CK tipped me on this.
The British Library has created an incredible multimedia site dedicated to the Shakespeare quartos, for which they produced full, paginated scans of their 93-copy collection of the 21 plays printed before 1642.
Here’s a sample image from the 1622 first quarto of Othello (click to enlarge):
Excerpt from the “how to compare the texts” overview:
You can view the British Library’s copies of Shakespeare quartos separately or you can compare any two copies. If you choose to see one copy at a time, you will get two pages on the screen as you would if you had the book open in front of you. To read the text you may have to enlarge the image by clicking on it or using the enlarge icon.

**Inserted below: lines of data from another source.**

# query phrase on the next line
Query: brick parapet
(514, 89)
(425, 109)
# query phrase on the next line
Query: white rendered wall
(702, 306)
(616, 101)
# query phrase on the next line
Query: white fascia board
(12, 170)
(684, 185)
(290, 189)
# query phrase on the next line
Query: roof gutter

Elizabethan and Shakespeare scholars are no doubt having to change their pants over this project, and I would imagine cultural critics are going to be interested as well. The British Library has also constructed a similar site for The Gutenberg Bible, where you can compare their paper and vellum copies of the 15th century manuscript that completely and forever changed Western literacy. The scans here are absolutely breathtaking:
And as incredible as these Shakespeare and Gutenberg projects might be, they pale in comparison to the Library’s “Turning the Pages” section. Shockwave and Flash technologies allow you to virtually thumb through some truly amazing texts like DaVinci’s sketchbook, King George III’s personal copy of Blackwell’s Curious Herbal, Vesalius’ De Humani Corporis Fabrica, Sultan Baybars’ personal Qur’an, a 15th century copy of The Golden Haggadah, and last but certainly not least The Diamond Sutra, printed on a Chinese scroll dating from 868 (and, thus, the world’s oldest printed work). Because these virtual texts use Flash, the pages really turn (the scrolls on the Diamond Sutra actually scroll); a virtual magnifying glass, page-by-page descriptions and audio tracks are also included.